Most boys don't come potty trained (unless your son is a peeing prodigy), but you can teach them the art quickly and effectively – don’t worry, you no longer need to fear the possibility of sending him to his first school dance with Pullups underneath his tuxedo. The key is consistency (and bribery – LOTS of bribery). Still, most boys take to the toilet if you encourage them to set goals and aim high (but not too high – you don’t want them to miss the bowl completely).
It’s a long held belief (perpetuated by parents and pediatricians) that potty training boys take longer than girls. One reason for this is that women have historically been the ones who toilet train when little boys might be more receptive to their daddies.
Another reason is that girls have a stronger desire for hygiene.
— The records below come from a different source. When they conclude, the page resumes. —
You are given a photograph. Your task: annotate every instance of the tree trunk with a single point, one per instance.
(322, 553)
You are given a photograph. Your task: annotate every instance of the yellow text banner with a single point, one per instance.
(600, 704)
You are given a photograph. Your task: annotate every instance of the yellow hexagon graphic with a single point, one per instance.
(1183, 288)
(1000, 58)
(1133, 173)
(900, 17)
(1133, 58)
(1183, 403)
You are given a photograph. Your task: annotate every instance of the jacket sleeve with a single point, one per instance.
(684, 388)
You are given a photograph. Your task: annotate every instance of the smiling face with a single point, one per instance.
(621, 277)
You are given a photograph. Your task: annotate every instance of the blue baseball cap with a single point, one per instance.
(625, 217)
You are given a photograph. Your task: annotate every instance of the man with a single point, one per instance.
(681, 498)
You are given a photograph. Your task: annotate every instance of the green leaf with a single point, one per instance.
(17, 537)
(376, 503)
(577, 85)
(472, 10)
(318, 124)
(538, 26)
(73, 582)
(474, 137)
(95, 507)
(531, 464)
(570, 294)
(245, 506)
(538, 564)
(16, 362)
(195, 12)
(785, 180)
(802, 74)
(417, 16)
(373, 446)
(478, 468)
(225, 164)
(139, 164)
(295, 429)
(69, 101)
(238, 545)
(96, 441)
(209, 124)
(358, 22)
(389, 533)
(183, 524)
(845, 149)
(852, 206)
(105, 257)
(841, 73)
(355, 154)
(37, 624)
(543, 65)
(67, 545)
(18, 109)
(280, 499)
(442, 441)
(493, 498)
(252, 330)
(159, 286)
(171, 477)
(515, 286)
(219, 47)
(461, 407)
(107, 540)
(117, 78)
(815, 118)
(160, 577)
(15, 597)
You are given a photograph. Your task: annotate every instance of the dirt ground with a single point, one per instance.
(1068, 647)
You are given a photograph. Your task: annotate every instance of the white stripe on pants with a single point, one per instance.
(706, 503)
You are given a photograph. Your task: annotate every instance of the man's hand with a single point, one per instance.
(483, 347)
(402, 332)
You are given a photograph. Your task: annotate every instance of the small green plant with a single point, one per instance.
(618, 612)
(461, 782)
This is a desire that appears to remain for quite some time: the average teenage girl is showered with hair and makeup carefully done; the average teenage boy mists on some body spray and smiles while flexing in the mirror.
But, whatever the reason, boys can potty train if they want: they just need to learn to go like a girl.
Sit down, then stand up
The first step to this is to allow your son to sit down while peeing (and pooping, obviously). Sitting down gives him the opportunity to master the basics. Once he’s learned, encourage him to rise, stand tall, and pee like the wind (but not into it). However – be warned – allowing your son to urinate from a standing position before he’s ready is setting him up for accidents and you up for spending half your grocery budget on bottles of bleach.
Once your son has peeing down, initiate target practice. This is best taught by the father as he has the correct equipment. Many people use props, like Cheerios or Cornflakes, to give their child something to aim for. It doesn’t always work, of course – at best, your son grows frustrated by his inability to hit the cereal; at worst, he fishes it out of the toilet because it’s snack time.
Buy big boy underwear and rewards
For children who are able to control their bowels, purchasing underwear with their favorite characters is an effective form of manipulation: they’ll gladly soil a regular old pair of briefs, but nary a piece of poop shall hit the face of Spiderman.
Rewards are part of the potty training game too. Boys are particularly responsive to stickers – they like to collect them in binders or on jackets and show them off to their friends. Anything that instills pride in a child gives them motivation.
Make it seem like their idea
Children love to be in charge; if they had their way, sugar would be the only food group. A son who’s convinced using the toilet was his idea will grow more likely to use it again (and paint himself as brilliant in the process). If you’re expressive in your pride, your child will be more responsive.
Tips for the journey
In your journey towards the john, your pilgrimage towards the porcelain, a few helpful tips guide the way. So, keep the following in mind:
- Set aside naked time: Naked time is exactly what it sounds like – let your kid run around sans clothing. Without the security of a diaper, your son learns quicker to control his bladder.
- Watch for visible signs: Most children exhibit signs when they need to use the bathroom – they jump or hold themselves. Keep an eye out for these clues (and an ear out for a more overt one (the sound of water dribbling onto the carpet)).
- Try again and again: It takes some children longer to learn their way around a toilet paper roll than it does for others: don’t grow discouraged.
At the end of the day (or when you’re at the end of your rope), potty training happens eventually. Different kids learn proper etiquette at different times. The best you can do is go with the flow and wait for their flow to happen.